JAKARTA - Komisi Pemberantasan Korupsi (KPK) meminta Pemprov DKI Jakarta menertibkan pengelolaan aset tanah peninggalan Belanda. Hal ini perlu dilakukan untuk menghindari potensi hilangnya aset berupa tanah maupun bangunan.
Hal tersebut disampaikan oleh Narahubung KPK untuk wilayah DKI, Hendra Teja saat rapat pembahasan penertiban pengelolaan aset tanah peninggalan Belanda/objek Panitia Pelaksanaan Penguasaan Benda Tetap Milik Belanda (P3MB)/Presidium Kabinet Dwikora 1955 (PRK.5). Kegiatan ini digelar di Gedung Merah Putih KPK, Kamis, 28 Oktober kemarin.
"Kita pahami bersama permasalahan dalam pengelolaan aset eks Belanda yang bernilai strategis ini berpotensi hilangnya aset baik berupa tanah ataupun bangunan. Untuk itu KPK hadir guna menutup celah terjadinya potensi korupsi ataupun kerugian negara," kata Hendra seperti dikutip dari keterangan tertulis, Jumat, 29 Oktober.

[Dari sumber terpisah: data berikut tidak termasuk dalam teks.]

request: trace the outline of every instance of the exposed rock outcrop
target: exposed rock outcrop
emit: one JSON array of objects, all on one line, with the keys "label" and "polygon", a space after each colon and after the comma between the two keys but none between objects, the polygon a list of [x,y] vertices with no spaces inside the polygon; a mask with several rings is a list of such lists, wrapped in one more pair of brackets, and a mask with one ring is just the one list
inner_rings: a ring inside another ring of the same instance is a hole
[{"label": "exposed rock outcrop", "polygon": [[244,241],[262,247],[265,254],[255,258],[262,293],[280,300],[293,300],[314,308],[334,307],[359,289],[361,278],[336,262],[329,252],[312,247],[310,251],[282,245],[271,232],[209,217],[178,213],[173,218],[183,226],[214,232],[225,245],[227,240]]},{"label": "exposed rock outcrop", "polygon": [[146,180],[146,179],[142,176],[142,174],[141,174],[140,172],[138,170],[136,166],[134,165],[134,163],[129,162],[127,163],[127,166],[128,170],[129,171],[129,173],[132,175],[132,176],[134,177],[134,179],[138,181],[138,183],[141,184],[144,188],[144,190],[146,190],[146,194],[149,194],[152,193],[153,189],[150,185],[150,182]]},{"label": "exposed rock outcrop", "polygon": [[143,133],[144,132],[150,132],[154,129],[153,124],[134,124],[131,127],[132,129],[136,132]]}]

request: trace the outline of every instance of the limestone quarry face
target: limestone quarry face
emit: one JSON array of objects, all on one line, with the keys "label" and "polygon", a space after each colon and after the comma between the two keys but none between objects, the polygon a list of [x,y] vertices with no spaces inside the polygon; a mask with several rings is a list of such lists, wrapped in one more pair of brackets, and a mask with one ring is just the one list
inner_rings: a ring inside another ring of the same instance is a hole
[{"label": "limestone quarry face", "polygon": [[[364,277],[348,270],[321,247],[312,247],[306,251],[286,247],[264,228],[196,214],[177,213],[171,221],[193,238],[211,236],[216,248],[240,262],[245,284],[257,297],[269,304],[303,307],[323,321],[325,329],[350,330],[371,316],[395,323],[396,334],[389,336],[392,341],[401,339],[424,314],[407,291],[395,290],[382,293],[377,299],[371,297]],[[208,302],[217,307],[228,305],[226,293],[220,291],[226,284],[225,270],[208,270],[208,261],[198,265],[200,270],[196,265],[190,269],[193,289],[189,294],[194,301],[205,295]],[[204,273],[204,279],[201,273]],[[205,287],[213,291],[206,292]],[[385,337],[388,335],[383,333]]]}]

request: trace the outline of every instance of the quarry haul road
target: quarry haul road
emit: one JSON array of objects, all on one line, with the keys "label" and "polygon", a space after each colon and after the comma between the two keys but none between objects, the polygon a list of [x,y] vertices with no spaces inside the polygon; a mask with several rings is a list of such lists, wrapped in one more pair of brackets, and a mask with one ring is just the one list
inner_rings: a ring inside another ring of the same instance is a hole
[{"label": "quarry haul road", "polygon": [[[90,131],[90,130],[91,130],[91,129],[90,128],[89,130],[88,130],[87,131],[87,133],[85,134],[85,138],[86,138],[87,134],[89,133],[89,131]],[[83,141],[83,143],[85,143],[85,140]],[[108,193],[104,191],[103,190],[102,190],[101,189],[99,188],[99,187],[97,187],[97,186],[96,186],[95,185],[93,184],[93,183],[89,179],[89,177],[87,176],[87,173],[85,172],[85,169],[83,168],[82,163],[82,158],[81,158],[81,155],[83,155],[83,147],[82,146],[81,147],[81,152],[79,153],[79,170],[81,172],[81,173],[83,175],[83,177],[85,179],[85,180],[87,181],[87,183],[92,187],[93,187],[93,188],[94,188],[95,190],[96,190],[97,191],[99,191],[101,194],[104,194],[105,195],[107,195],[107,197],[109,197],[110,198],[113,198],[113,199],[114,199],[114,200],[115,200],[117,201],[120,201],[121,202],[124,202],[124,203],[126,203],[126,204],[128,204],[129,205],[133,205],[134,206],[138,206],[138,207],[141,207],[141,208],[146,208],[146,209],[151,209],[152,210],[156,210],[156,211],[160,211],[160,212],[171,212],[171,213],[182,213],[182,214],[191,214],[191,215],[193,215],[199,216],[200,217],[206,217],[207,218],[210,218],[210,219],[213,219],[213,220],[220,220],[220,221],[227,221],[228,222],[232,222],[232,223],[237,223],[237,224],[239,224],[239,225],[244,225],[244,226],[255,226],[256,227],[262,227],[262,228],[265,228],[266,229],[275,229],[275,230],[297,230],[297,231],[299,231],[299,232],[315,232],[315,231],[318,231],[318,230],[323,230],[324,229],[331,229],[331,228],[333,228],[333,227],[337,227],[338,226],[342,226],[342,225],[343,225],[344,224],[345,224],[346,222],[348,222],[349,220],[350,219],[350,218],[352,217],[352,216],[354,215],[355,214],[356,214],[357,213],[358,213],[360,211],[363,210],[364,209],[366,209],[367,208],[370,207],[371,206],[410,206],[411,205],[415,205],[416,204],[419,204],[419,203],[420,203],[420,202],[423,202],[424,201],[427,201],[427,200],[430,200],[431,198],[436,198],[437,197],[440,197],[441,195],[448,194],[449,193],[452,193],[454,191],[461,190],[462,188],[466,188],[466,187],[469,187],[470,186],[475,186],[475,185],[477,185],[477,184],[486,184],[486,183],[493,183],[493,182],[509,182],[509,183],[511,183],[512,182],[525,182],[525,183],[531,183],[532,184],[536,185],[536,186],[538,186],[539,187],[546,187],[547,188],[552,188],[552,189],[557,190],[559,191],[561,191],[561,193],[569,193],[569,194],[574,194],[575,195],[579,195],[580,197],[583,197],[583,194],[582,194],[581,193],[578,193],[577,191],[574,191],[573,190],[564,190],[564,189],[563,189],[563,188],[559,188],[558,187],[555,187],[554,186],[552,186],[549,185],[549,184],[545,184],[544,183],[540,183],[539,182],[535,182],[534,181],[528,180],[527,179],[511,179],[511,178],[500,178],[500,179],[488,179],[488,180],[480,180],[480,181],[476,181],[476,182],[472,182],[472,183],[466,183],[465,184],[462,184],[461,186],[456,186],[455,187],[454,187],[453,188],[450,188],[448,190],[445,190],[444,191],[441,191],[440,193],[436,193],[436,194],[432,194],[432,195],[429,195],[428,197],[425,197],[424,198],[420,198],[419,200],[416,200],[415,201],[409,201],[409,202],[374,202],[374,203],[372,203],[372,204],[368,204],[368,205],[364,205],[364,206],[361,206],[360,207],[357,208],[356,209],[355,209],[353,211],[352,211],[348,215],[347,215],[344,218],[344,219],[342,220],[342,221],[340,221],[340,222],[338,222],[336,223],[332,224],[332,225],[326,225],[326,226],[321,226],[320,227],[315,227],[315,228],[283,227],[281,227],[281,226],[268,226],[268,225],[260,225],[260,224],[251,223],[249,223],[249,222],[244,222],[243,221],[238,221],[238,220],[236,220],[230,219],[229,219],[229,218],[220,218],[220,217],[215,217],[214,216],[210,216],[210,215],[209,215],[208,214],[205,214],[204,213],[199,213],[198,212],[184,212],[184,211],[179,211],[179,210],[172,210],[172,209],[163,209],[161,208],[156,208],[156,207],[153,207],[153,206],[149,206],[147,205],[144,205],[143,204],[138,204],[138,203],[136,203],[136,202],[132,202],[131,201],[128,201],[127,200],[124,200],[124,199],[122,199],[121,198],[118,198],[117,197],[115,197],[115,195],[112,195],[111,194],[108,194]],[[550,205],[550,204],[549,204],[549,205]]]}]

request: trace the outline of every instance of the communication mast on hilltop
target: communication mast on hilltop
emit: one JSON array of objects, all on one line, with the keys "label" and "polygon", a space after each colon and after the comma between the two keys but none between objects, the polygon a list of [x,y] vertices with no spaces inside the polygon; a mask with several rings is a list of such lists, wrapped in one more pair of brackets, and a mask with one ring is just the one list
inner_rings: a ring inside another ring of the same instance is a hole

Selain itu, KPK juga mendorong adanya optimalisasi pemanfaatan aset tersebut guna meningkatkan pendapatan asli daerah Pemerintah Provinsi (Pemprov) DKI Jakarta dan ada empat rekomendasi lain yang mereka keluarkan.
Pertama, KPK menyepakati perpanjangan SIP untuk nama yang sama, namun masih mendorong moratorium pemberian SIP kepada ahli waris penghuni rumah eks Belanda.

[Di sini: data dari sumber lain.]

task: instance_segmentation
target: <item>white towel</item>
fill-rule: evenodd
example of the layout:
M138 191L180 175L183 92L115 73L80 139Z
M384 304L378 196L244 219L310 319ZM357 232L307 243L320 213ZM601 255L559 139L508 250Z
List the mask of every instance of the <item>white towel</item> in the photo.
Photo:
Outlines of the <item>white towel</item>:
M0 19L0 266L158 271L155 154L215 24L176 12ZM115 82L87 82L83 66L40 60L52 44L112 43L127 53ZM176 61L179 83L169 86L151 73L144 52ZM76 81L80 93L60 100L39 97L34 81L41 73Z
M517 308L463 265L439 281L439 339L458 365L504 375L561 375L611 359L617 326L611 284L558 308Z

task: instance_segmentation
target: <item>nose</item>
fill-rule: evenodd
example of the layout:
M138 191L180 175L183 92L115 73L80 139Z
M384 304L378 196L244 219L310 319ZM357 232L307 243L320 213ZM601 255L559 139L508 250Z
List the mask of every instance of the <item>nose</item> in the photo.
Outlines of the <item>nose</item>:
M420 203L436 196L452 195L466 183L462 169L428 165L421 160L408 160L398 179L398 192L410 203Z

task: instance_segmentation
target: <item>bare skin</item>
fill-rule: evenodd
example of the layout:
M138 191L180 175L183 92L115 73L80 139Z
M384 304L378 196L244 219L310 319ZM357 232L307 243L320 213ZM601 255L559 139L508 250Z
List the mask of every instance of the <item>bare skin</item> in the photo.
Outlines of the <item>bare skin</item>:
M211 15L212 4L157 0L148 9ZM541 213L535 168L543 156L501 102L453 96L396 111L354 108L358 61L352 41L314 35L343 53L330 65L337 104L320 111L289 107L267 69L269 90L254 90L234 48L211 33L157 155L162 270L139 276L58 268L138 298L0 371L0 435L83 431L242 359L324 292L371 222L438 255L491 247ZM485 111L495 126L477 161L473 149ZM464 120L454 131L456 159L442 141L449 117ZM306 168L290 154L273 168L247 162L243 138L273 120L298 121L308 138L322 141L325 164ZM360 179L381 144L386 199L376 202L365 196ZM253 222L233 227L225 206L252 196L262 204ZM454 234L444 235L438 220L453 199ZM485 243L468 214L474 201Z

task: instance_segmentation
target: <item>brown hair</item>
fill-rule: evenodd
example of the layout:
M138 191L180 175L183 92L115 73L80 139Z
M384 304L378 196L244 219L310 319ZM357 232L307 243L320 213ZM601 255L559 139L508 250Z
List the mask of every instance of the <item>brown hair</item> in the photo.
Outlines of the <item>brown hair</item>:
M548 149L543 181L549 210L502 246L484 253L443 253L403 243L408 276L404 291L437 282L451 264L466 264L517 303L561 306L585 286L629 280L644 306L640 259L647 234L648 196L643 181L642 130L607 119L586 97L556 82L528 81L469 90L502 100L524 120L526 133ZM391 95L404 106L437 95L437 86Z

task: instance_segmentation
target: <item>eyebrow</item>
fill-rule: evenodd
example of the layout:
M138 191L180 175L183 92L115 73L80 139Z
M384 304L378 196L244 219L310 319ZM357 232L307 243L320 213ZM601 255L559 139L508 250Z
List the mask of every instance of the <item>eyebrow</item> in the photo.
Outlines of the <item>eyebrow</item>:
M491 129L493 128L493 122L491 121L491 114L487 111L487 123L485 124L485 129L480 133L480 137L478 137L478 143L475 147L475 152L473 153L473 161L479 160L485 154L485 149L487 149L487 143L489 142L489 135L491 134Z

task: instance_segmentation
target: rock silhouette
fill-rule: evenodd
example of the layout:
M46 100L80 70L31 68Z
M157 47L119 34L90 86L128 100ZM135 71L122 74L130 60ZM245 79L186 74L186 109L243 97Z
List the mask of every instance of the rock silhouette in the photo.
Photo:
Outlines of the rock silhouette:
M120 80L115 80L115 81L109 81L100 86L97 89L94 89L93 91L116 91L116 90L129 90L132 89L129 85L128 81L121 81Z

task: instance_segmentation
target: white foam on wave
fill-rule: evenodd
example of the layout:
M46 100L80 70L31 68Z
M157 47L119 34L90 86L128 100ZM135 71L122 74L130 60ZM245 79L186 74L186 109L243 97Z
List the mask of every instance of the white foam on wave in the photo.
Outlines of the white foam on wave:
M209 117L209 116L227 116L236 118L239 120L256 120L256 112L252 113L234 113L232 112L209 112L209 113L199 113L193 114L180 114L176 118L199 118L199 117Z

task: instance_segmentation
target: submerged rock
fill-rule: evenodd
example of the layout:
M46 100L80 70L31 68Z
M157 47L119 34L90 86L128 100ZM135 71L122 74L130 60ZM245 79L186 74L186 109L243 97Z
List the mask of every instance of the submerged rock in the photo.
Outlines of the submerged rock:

Kedua, KPK mendorong Kementerian ATR/BPN dan Pemprov DKI untuk membentuk tim gabungan dan melakukan rekonsiliasi data, serta melakukan koordinasi dalam hal pelayanan pertanahan atas tanah ex Belanda tersebut.

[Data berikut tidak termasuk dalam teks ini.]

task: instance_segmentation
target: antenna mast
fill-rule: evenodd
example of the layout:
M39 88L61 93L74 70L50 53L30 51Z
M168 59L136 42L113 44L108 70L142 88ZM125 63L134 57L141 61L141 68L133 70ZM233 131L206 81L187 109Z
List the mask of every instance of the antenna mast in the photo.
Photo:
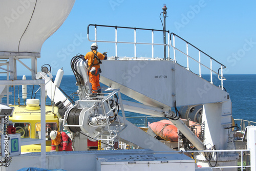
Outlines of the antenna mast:
M166 34L165 34L165 31L166 30L166 25L165 25L165 18L166 17L166 14L167 14L167 7L166 5L165 4L163 5L163 7L162 8L163 9L163 44L166 44ZM164 60L166 59L166 46L164 45Z

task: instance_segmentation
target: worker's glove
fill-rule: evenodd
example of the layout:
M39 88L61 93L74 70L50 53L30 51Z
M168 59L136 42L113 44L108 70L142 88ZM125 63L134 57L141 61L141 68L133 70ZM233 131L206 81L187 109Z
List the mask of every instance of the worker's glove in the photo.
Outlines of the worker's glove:
M83 60L86 60L86 58L84 58L84 56L83 56L83 55L81 55L81 58Z
M108 53L108 52L103 52L103 53L102 53L102 54L103 54L104 56L105 56L105 57L104 58L104 60L106 60L106 59L108 59L108 55L106 55L106 53Z

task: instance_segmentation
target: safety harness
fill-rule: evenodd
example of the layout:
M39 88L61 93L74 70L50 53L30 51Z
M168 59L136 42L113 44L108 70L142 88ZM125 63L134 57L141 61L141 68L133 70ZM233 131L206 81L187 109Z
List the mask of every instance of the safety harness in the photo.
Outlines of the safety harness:
M60 133L61 133L62 132L60 132ZM72 140L71 140L71 139L70 138L70 137L69 136L69 139L68 139L68 141L62 141L62 136L60 136L60 142L63 142L63 143L64 142L66 142L66 143L67 143L68 144L70 143L72 143ZM59 145L60 145L60 146L61 147L63 147L63 144L61 144L61 143L59 143Z
M89 72L90 72L90 71L91 71L91 69L92 69L92 68L93 67L93 66L97 66L97 65L99 65L99 64L101 64L102 63L102 62L101 62L101 61L100 60L100 59L99 58L99 57L98 57L98 56L97 56L97 54L98 53L98 52L96 51L96 54L94 53L94 52L93 51L92 51L93 54L94 54L94 57L93 57L93 61L92 62L92 65L91 65L91 66L90 66L88 68L88 75L89 75ZM98 62L97 63L95 63L94 64L94 60L95 60L95 58L97 60L97 61ZM92 72L91 72L92 73L92 74L93 74L93 75L95 75L95 76L97 76L99 74L100 72L100 70L99 70L99 72L97 72L97 74L94 74Z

Ketiga, perlu dipikirkan mekanisme evaluasi terkait pemanfaatan aset bagi penerimaan daerah dan regulasi yang perlu disusun sebagai dasar hukum.
"Terakhir, perlu identifikasi terhadap tanah eks Belanda yang berdasarkan ketentuan adalah milik atau dapat dimiliki oleh Pemprov DKI atau negara, agar dapat segera dilakukan pengamanan fisik dan proses pensertifikatan," ungkap Hendra.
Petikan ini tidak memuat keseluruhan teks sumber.